The planktonic worlds revealed by the Tara expedition are a precious treasure in EMBL-EBI’s modern cabinet of curiosities. As scientists begin to analyse these datasets on a massive scale, they are revealing profound, new insights into the invisible ecosystems that support the global food chain.
“Sequencing the samples from Tara lets us ‘see’ some of the diversity of life in the oceans,” continues Finn. “The first set of 40 million genes identified in Tara Oceans samples are mainly prokaryotes – bacterial species we haven’t seen before. But in the second wave of data, we have identified over 117 million eukaryote genes so far – and there is still a long way to go. There’s a huge amount of genetic data to study out there. What do all these genes do, what species do they belong to? How does it all fits into the bigger picture? Those are the really intriguing questions we’ll be exploring for years to come.”
In light of this ever-growing influx of data, what are the big challenges facing biology in the coming years?
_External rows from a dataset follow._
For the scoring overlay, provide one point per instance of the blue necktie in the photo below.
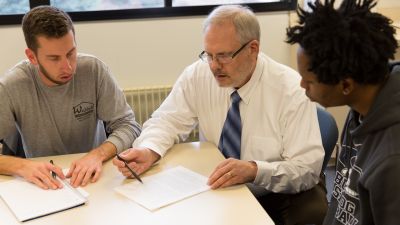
(229, 142)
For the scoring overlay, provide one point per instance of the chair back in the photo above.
(329, 133)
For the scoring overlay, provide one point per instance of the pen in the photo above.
(52, 172)
(132, 172)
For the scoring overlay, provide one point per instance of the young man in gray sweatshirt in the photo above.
(57, 101)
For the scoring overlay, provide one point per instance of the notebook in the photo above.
(27, 201)
(165, 188)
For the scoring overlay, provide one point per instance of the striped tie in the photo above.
(229, 142)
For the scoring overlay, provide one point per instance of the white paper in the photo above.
(164, 188)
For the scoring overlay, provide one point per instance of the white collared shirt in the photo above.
(280, 130)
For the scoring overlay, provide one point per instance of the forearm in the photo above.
(11, 165)
(105, 151)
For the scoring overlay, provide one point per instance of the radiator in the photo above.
(144, 100)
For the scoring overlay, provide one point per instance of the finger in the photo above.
(126, 153)
(86, 177)
(127, 174)
(48, 180)
(39, 183)
(74, 174)
(58, 172)
(96, 175)
(71, 170)
(218, 173)
(116, 162)
(219, 166)
(222, 181)
(79, 178)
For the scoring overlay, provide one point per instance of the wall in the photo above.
(154, 51)
(149, 51)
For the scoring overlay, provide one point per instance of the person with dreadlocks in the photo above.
(343, 59)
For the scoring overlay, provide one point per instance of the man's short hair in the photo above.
(47, 21)
(348, 42)
(243, 18)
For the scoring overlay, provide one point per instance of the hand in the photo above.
(86, 169)
(232, 171)
(139, 159)
(39, 173)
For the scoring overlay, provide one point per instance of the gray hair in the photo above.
(243, 18)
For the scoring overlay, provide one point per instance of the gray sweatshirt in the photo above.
(67, 118)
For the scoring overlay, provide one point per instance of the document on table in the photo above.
(27, 201)
(165, 188)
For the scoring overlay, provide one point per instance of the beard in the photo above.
(48, 76)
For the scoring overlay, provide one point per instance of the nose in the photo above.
(66, 64)
(303, 84)
(214, 64)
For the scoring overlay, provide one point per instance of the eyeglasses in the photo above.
(223, 58)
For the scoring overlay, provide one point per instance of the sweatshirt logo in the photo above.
(83, 110)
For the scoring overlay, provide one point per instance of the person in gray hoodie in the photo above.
(343, 59)
(57, 101)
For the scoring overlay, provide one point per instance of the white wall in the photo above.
(149, 51)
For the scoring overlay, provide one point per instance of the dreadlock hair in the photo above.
(348, 42)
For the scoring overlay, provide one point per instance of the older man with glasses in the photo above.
(254, 110)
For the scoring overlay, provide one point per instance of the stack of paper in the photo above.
(165, 188)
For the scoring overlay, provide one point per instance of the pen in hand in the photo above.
(52, 172)
(129, 168)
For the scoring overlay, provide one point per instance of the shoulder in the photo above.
(278, 72)
(281, 80)
(198, 73)
(19, 77)
(87, 61)
(90, 67)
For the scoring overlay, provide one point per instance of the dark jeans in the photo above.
(307, 207)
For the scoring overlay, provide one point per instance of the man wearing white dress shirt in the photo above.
(281, 152)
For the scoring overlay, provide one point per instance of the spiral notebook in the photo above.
(27, 201)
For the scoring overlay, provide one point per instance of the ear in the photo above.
(31, 56)
(254, 46)
(347, 86)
“The big change I see in biology is that molecular scientists now have the capacity to look genome-wide and species-wide,” says Janet Thornton, Director Emeritus of EMBL-EBI and Senior Scientist. “Before open data, a scientist worked on one protein, gene or experimental system, possibly for their entire career. Seeing the bigger picture was practically impossible. Today, we can make genome-wide and species-wide observations.
“This shift also poses the biggest challenge, which is that, despite the unity of biology (in that all living systems are coded by the genetic code), truly important discoveries in biology still lie within the nitty gritty details. In genomics, we have seen the impact of technological development to drive innovation. Certainly, recent developments in imaging for cell biology will allow researchers to develop high-throughput experiments that change the questions we can ask.
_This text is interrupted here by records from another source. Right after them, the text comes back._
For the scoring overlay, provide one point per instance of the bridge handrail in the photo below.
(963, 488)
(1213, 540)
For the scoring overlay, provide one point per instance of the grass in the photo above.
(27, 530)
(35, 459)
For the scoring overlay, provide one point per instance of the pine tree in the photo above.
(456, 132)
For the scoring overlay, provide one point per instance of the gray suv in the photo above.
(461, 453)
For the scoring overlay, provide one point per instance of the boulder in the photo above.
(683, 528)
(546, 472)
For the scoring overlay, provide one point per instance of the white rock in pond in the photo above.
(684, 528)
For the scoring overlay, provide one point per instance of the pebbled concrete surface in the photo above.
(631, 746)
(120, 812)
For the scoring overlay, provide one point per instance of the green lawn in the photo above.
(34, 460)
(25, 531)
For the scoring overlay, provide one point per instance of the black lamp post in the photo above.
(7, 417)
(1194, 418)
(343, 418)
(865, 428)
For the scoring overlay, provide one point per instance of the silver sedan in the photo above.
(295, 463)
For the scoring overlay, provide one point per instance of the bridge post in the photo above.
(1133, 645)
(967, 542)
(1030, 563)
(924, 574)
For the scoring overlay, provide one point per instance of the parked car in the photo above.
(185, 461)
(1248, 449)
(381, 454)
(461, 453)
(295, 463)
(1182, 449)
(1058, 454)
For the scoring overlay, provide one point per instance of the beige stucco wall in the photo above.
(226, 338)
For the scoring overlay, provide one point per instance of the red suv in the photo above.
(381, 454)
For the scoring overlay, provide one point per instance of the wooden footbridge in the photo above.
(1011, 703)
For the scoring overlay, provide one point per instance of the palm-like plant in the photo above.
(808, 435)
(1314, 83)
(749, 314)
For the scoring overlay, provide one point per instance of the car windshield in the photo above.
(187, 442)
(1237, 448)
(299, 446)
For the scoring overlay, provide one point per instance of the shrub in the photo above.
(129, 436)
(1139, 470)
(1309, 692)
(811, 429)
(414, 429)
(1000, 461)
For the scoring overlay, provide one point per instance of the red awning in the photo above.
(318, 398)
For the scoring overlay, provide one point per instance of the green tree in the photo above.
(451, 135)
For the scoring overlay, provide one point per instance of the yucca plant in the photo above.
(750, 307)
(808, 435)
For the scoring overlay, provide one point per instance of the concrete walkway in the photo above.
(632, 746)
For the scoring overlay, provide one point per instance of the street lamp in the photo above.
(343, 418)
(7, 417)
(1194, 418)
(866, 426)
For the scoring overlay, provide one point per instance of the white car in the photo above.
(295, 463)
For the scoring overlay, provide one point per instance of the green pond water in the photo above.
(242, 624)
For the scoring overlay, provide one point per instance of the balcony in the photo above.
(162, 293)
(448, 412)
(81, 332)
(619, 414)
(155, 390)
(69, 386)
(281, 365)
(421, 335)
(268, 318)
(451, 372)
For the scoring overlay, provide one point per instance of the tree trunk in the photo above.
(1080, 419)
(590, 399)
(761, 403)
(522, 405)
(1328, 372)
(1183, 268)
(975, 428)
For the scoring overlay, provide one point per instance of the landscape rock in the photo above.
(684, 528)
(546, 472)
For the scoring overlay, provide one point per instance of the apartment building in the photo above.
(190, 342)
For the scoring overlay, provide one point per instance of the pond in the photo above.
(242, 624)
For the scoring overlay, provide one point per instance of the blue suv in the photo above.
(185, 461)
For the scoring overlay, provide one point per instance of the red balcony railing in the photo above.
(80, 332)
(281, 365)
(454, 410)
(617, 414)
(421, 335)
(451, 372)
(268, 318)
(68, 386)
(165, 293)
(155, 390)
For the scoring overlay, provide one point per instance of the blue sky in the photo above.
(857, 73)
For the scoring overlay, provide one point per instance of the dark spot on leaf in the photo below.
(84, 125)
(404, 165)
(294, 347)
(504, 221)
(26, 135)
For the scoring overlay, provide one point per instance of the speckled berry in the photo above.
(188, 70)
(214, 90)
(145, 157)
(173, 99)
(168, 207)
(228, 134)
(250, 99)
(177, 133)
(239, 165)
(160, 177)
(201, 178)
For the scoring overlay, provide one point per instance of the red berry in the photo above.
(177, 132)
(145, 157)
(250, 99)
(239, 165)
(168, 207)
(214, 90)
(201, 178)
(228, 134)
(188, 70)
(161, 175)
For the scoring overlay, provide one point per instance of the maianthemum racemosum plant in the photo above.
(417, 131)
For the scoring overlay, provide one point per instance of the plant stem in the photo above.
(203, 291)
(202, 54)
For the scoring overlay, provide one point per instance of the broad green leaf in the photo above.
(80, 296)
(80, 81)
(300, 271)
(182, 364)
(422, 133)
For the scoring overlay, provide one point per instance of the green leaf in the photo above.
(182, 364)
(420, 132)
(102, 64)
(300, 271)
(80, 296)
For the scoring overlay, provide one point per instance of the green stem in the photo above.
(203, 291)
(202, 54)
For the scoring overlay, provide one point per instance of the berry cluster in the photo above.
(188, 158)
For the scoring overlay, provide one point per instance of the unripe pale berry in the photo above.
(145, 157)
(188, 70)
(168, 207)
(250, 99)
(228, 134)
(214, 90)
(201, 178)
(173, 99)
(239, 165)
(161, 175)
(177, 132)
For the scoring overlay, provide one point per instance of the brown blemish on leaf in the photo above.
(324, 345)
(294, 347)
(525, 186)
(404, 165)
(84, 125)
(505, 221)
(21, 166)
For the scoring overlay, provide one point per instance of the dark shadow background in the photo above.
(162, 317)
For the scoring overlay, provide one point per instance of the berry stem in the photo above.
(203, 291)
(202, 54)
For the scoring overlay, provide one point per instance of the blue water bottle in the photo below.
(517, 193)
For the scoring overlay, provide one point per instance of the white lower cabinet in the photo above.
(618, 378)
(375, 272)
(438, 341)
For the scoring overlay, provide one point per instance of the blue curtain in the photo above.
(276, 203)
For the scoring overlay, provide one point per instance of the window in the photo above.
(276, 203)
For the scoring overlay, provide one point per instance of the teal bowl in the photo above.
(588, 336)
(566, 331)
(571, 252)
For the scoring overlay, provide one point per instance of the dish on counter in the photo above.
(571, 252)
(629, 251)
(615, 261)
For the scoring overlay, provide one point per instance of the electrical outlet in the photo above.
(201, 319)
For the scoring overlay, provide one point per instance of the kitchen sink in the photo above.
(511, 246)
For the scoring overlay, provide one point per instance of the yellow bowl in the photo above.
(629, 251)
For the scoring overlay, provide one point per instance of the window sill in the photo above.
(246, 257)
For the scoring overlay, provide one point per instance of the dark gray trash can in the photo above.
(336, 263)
“High-throughput experiments open all sorts of doors. Because of them, you don’t necessarily look at each piece of data in the same way because it’s part of this mammoth ‘whole’ that is ‘evolved life on earth’. This means you skip over the details. My worry is that, despite this potential ‘pot of gold at the end of the rainbow’, we will still need to look closely at these gruesome details to understand many fundamental questions, such as why do organisms age?
Despite the unity of biology, truly important discoveries in biology still lie within the nitty gritty details.
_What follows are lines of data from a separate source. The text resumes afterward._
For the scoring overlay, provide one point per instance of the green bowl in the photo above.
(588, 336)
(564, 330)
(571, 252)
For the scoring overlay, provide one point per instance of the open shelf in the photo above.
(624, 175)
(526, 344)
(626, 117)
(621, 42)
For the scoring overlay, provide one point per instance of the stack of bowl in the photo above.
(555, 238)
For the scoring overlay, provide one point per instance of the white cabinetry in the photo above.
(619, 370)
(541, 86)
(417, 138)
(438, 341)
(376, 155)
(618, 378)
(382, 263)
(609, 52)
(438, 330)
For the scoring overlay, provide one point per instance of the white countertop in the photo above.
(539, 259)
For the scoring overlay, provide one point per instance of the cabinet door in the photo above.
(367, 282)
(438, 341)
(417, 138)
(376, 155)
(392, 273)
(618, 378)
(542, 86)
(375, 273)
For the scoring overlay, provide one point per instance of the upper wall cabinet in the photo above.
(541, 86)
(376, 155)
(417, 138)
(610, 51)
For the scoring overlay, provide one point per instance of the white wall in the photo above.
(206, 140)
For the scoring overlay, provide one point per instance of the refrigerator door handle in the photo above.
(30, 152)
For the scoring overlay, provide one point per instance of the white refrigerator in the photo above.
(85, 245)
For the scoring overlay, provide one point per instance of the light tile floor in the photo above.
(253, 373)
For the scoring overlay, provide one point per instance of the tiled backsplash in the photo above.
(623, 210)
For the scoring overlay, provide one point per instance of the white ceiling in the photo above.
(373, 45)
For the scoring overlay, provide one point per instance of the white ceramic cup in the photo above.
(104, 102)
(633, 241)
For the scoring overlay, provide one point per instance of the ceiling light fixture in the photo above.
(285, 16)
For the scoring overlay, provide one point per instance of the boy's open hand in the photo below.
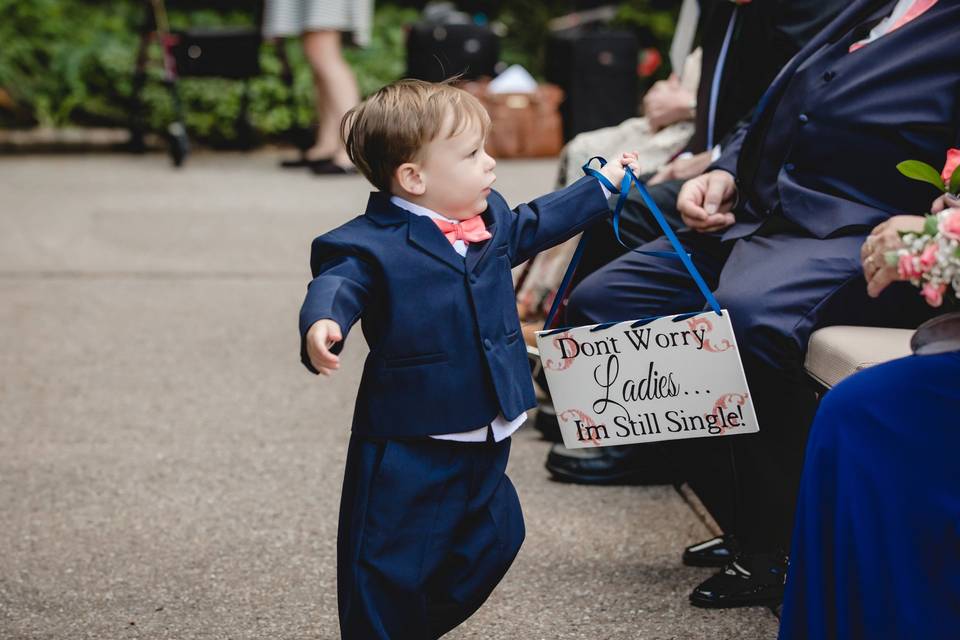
(614, 170)
(322, 335)
(706, 202)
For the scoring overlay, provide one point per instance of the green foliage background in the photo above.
(71, 62)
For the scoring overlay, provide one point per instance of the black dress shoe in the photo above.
(303, 162)
(715, 552)
(618, 465)
(744, 582)
(546, 423)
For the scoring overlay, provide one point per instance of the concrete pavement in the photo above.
(167, 468)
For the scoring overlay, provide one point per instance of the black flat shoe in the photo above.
(617, 465)
(716, 552)
(758, 582)
(331, 168)
(303, 162)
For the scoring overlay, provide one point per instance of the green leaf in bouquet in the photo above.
(917, 170)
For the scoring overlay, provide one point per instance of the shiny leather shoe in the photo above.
(618, 465)
(547, 424)
(744, 582)
(715, 552)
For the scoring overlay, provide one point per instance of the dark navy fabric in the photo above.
(876, 549)
(824, 148)
(440, 328)
(427, 530)
(811, 190)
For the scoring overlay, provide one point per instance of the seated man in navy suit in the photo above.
(429, 521)
(776, 228)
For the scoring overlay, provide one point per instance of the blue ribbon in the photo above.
(679, 253)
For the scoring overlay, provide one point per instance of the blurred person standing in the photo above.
(323, 25)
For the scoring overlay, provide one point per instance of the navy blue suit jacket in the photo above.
(826, 138)
(446, 354)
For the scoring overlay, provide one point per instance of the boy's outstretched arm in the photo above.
(555, 217)
(321, 336)
(335, 299)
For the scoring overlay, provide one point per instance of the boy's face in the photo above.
(456, 173)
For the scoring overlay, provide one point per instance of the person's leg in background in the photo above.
(337, 93)
(637, 227)
(778, 289)
(874, 553)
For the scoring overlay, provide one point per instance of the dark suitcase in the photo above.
(436, 52)
(222, 52)
(597, 69)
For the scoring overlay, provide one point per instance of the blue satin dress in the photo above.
(876, 544)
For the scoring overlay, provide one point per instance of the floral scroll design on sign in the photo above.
(561, 363)
(703, 322)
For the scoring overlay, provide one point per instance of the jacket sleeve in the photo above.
(339, 291)
(555, 217)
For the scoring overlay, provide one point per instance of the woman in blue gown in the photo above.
(876, 545)
(876, 548)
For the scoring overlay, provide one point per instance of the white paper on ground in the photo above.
(665, 379)
(514, 79)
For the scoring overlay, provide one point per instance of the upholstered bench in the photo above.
(837, 352)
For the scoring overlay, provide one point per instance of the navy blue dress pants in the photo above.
(778, 287)
(427, 530)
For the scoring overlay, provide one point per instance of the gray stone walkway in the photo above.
(168, 470)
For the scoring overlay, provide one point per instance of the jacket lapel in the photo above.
(425, 235)
(421, 231)
(848, 19)
(476, 250)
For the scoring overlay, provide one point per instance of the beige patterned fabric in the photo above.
(289, 18)
(544, 274)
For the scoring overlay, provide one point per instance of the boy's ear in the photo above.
(410, 179)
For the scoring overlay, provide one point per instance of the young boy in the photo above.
(429, 522)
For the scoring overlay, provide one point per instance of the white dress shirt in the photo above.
(501, 427)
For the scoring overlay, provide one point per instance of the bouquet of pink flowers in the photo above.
(930, 258)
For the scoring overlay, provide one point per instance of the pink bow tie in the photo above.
(916, 9)
(470, 230)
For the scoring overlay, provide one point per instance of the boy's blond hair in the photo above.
(394, 124)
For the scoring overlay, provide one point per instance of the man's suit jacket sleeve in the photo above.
(730, 150)
(339, 291)
(555, 217)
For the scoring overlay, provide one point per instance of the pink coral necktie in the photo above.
(917, 8)
(470, 230)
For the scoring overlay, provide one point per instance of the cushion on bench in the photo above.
(837, 352)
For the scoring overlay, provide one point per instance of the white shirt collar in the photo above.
(418, 210)
(459, 245)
“Biology is still in the discovery phase, and slowly moving into the theoretical explanation phase. There is so much left to understand. As always, our science will follow the ‘Map, Quantify and Model’ roadmap. It’s like before the world was mapped - we are only just properly mapping biology now. Initiatives like the Human Cell Atlas are very good examples of all the missing details we still need to understand before we begin to explain how things work. The next step will be to translate this knowledge into everyday areas, such as medicine, agriculture and biodiversity.”
Much like the collectors who set up the first cabinets of curiosities, scientists are still meticulously cataloguing everything they learn about the form and function of life. But at EMBL-EBI, the work is about more than just recording and describing data. Linking it all up to facilitate further discovery is another area of intense focus.
By working with users, helping set standards and curating data, EMBL-EBI creates resources that other scientists can build on well into the future. Programmers and scientists at the institute also develop a broad range of analytic tools, from complex machine-learning methods to computational models for testing hypotheses, or simply satisfying curiosity, and applying new knowledge to real-world questions.
EMBL-EBI’s ‘smart’ cabinet of curiosities spans all of molecular biology. From microbes to population-scale, genome-wide studies, the institute makes data from biological discoveries open and accessible to anyone with an Internet connection and a curious mind.